Entretien avec Eric Jorissen

 ImageEditeur : La Salida n°18, avril-mai 1999

Auteur : Pierre Lehagre et Martine Peyrot (propos recueillis par)

« J‘ai créé El Corte pour qu’on se sente libre de danser »

Pour retrouver cet article, cliquer sur lien suivant : http://lasalida.chez.com/, puis la salida n°18, puis Eric Jorissen.

Initialement professeur de danse de salon, Eric Jorissen  a été amené au tango en 1983 par le  spectacle  »Tango Argentino ». Séduit surtout par la liberté d’improvisation qu’offre cette danse, il a créé à Nimègue un lieu de pratique à vocation internationale,  »El Corte ».

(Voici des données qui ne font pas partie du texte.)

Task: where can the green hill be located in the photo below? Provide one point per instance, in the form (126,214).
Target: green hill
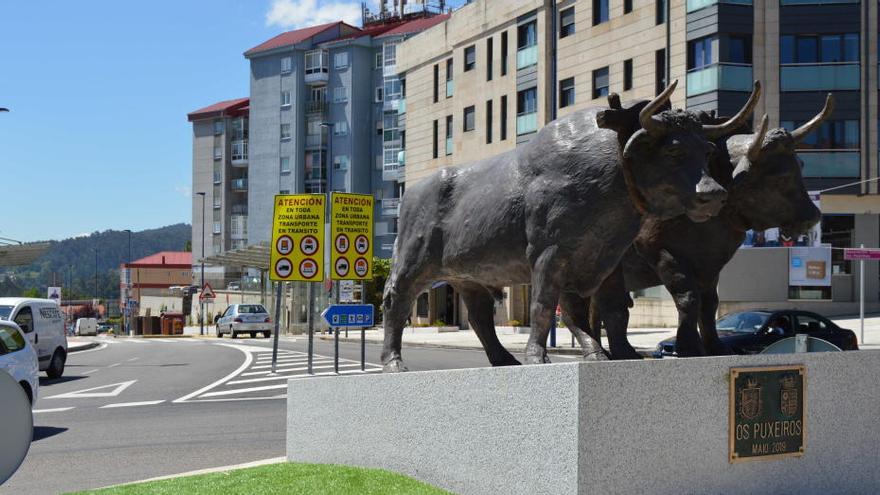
(74,259)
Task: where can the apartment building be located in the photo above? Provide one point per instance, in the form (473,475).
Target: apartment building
(220,171)
(486,79)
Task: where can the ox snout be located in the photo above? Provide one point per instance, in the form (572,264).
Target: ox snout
(708,201)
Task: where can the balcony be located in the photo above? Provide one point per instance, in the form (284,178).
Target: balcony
(723,77)
(238,185)
(526,123)
(316,107)
(526,57)
(239,152)
(820,77)
(694,5)
(831,164)
(390,207)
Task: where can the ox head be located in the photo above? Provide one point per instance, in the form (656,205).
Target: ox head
(768,188)
(667,160)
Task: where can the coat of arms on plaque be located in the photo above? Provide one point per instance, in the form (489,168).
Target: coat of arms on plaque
(788,396)
(750,400)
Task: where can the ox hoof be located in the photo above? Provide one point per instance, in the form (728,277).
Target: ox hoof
(394,366)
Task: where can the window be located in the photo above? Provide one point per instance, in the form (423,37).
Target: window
(566,92)
(436,83)
(340,94)
(660,12)
(600,11)
(566,22)
(488,121)
(659,71)
(316,61)
(489,60)
(600,82)
(829,48)
(503,125)
(504,53)
(627,74)
(448,135)
(435,147)
(468,120)
(470,58)
(700,53)
(340,162)
(739,49)
(390,54)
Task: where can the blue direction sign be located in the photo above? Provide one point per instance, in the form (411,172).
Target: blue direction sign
(349,315)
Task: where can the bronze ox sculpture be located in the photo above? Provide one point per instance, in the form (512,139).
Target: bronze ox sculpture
(558,213)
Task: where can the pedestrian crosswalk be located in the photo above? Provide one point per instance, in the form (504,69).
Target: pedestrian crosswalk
(255,379)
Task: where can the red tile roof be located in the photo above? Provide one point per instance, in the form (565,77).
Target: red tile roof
(174,258)
(293,37)
(220,108)
(416,25)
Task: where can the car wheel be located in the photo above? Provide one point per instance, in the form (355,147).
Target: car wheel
(56,366)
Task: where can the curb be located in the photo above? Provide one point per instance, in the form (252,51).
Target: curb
(83,347)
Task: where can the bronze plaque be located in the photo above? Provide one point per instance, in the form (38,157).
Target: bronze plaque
(767,412)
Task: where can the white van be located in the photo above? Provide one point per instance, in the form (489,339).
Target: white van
(86,326)
(43,323)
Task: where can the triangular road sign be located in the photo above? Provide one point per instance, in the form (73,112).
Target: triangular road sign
(207,292)
(90,392)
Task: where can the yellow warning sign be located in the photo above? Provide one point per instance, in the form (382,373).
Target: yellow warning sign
(298,238)
(351,235)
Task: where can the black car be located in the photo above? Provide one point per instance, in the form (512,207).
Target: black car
(750,332)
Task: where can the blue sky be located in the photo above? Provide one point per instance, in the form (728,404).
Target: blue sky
(97,136)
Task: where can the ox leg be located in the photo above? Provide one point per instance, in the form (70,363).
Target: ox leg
(545,295)
(480,304)
(574,315)
(708,310)
(681,283)
(613,302)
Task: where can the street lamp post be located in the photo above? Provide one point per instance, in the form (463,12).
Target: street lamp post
(202,272)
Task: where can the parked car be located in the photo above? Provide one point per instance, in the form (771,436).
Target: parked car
(244,318)
(750,332)
(18,358)
(41,321)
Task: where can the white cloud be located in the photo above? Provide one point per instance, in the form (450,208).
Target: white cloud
(295,14)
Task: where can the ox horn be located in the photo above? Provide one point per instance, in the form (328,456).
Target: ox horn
(801,132)
(646,116)
(735,122)
(755,147)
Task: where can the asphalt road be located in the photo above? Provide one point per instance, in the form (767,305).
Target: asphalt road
(136,409)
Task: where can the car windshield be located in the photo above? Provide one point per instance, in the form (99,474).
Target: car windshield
(251,308)
(745,322)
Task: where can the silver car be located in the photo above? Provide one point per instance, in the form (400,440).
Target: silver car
(244,318)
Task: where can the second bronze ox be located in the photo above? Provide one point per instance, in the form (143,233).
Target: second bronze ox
(598,203)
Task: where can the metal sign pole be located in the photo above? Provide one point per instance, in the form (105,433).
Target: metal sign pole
(311,316)
(277,326)
(862,297)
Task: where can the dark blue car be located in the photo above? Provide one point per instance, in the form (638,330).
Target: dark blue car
(750,332)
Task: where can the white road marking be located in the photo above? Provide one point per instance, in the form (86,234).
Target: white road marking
(244,365)
(57,409)
(132,404)
(90,392)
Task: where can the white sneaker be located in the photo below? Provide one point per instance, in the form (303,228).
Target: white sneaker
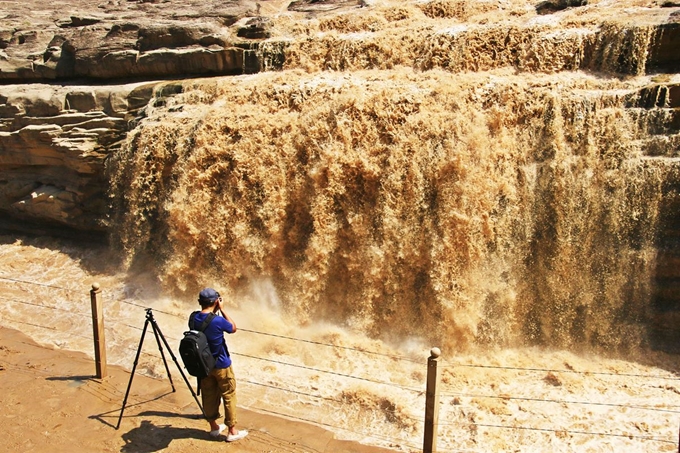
(239,435)
(217,432)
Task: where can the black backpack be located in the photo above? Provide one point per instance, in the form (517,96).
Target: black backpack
(194,349)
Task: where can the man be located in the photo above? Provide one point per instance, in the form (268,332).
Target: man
(220,383)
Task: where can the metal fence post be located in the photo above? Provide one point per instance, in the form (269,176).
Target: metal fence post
(432,402)
(98,330)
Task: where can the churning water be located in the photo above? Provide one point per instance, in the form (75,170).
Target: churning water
(393,201)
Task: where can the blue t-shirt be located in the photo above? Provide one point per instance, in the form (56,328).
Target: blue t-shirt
(215,335)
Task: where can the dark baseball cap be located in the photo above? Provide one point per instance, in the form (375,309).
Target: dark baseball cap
(208,294)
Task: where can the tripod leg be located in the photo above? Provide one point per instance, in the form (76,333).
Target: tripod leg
(165,362)
(179,368)
(132,373)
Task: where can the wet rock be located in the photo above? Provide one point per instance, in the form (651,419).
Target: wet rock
(256,28)
(552,6)
(323,5)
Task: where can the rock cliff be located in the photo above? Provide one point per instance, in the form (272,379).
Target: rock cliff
(78,77)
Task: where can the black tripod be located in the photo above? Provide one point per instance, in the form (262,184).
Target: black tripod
(159,335)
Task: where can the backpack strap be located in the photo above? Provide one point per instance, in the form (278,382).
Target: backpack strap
(204,325)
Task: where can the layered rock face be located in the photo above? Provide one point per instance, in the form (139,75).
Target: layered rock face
(78,78)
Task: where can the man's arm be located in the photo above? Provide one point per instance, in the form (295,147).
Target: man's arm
(219,308)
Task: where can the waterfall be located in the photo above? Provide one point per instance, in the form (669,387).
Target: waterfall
(488,208)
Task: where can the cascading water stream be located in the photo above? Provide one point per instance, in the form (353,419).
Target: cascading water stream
(477,209)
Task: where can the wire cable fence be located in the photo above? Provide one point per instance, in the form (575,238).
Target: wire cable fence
(112,325)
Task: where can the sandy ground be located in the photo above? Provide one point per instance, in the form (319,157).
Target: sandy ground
(50,401)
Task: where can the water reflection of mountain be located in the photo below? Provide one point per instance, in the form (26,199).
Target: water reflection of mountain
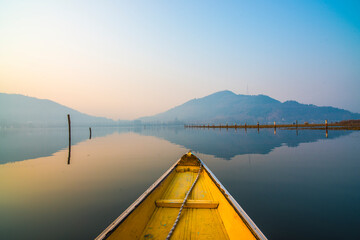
(22,144)
(229,143)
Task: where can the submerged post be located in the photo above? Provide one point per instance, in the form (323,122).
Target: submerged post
(69,125)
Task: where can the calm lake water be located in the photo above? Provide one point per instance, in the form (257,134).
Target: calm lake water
(294,185)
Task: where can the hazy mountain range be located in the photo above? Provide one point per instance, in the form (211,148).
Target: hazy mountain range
(221,107)
(226,106)
(18,110)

Il nous livre ici sa philosophie des rapports entre danse et musique, de l’enseignement et de la pratique de la danse.

Tu axes beaucoup ton enseignement autour de la musique. Pour toi, c’est la base de tout ?

Absolument ! La musique libère des ondes, sur lesquelles surfent les danseurs. On peut faire des mouvements sans s’inspirer de la musique, mais le jeu et la vie disparaissent avec elle. La musique de tango est faite aussi pour les danseurs. C’est vrai que dans les années 1930, il fallait être un très bon danseur pour profiter de la musique de De Caro. Mais d’Arienzo a recommencé à jouer pour la danse avec son fameux rythme en  »battement de cœur », permettant à la plupart des gens de danser. Et, à l’époque, les musiciens écrivaient des tangos spécialement pour une soirée : par exemple, pour les fêtes des hôpitaux de Buenos Aires ! et cela a donné  »Cicatrices! »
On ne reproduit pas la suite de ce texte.